A NUMBER of libraries are being threatened with closure as Town Hall chiefs look to save £60 million over the next two years.

The latest rounds of cuts are the most savage yet, with all areas of the council, including the previously protected children’s and adult social care — and Sure Start centres—being hit.

Libraries in the townships — Bolton, Farnworth, Westhoughton, Horwich, Blackrod and Little Lever — are safe.

But council bosses are to carry out a review of the remaining branches to determine which could be axed.

It means libraries in Breightmet; Astley Bridge; Bromley Cross; Heaton; High Street, Daubhill; Castle Hill, Tonge Moor; Oxford Grove, Halliwell; The Orchards, Farnworth; and Harwood could all close.

Cllr Cliff Morris, leader of the council, said: “We have to look at all the options and mark the libraries on the various factors, including current footfall, geographic position, whether they are fit for purpose and the accessibility.

“We have difficult decisions to make and this is one of them.

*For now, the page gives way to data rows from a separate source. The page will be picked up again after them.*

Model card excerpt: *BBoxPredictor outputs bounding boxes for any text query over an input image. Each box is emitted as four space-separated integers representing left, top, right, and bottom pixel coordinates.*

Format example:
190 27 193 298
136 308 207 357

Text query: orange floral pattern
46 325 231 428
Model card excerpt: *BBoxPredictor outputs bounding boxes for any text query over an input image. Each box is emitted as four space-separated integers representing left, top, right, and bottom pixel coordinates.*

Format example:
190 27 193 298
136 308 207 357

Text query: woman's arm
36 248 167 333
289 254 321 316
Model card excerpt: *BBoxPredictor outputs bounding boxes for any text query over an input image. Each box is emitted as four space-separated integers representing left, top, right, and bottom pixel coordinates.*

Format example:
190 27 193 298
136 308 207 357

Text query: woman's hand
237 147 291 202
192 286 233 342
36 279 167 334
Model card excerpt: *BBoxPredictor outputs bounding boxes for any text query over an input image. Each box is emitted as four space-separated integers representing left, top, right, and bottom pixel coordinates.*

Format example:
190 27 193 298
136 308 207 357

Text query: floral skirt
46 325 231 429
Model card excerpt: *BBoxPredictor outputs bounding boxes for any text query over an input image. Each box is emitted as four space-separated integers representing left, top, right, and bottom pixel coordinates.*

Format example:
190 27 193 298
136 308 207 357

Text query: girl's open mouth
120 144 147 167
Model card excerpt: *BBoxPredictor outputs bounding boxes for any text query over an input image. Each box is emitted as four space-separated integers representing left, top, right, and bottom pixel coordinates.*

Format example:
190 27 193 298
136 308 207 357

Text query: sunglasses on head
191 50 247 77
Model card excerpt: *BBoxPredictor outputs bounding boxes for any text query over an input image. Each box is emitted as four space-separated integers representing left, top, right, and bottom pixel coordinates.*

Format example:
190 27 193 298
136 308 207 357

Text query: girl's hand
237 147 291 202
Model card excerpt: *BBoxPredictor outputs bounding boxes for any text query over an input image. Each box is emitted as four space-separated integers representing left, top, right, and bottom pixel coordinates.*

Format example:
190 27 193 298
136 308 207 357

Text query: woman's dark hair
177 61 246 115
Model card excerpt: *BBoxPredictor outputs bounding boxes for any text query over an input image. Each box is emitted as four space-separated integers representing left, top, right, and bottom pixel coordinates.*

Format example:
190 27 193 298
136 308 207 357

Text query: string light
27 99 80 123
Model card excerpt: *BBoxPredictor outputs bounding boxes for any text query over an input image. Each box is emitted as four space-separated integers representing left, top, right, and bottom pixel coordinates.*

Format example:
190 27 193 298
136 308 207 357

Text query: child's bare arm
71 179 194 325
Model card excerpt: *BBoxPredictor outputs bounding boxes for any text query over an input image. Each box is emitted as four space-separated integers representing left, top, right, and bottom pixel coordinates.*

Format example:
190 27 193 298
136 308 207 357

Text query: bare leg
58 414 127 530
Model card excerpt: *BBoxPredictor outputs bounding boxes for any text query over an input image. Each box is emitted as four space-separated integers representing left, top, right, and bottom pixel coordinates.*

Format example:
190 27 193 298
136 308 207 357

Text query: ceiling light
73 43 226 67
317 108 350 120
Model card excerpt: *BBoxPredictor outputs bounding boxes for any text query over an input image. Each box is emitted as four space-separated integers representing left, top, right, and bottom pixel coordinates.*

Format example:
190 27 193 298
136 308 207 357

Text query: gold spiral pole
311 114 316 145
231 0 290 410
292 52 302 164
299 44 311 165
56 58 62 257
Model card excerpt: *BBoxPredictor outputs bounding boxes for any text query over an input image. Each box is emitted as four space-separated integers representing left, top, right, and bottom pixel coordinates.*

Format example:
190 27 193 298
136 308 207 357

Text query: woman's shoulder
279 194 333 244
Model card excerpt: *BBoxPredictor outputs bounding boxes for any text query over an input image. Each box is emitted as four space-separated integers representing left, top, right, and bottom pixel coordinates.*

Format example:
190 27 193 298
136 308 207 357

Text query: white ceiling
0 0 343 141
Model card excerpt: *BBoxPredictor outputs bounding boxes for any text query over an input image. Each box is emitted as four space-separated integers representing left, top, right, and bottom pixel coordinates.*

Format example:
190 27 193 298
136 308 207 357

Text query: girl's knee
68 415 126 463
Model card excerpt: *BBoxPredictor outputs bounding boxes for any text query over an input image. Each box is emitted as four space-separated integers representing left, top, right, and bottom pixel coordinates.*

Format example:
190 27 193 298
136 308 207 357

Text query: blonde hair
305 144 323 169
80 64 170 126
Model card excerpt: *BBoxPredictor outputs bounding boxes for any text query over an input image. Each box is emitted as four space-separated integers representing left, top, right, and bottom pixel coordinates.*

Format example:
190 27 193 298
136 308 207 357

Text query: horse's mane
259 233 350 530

Some of the buildings are not fit for purpose but I just do not have the money to invest in them.”

But he said those which remained open could get longer opening hours and offer more services.

The move to close libraries is expected to save the authority between £400,000 and £500,000 over the next two years, depending on how many libraries are closed.

Sure Start Children’s Centres, a flagship Labour initiative, provide support for parents, regardless of their need.

As part of the cuts, the council has admitted that that type of “universal service” will be axed and only those with a greater need will be able to access it.

During the last General Election, Bolton North East MP David Crausby warned that a Conservative Government would close one in three Sure Start Centres, a claim the Tories vigorously denied.

Margaret Asquith, the council’s director of children’s services, said: “We are having to look at Children’s Centres and seeing which activities we can keep although these will be targeted at those with the most need. The universal or wrap-around service we provide now will not be able to continue.”

She added that the whole children’s services department would have to be restructured to cope with about £13 million worth of cuts.

But she stressed: “We will continue to maintain the aims of protecting the most vulnerable, targeting those with the most need, targeting those in deprived areas and keeping children and the organisation safe.”

Nursery places for babies are also under threat, while schools will take over responsibility for the careers advice currently offered through the Connexions service.

Schemes working with young mums, targeted youth work and family support will end.

Deputy council leader Cllr Linda Thomas said troubled children who are currently identified and helped at an early age could slip through the net.

“This will have an effect further down the line with more referrals to the youth offending team and other such agencies,” she said.

“It will set us back years and completely undermine everything we have been working towards for the past 10 years or more.”

Across the council, more than 1,300 people have been sent letters to say their jobs may be axed.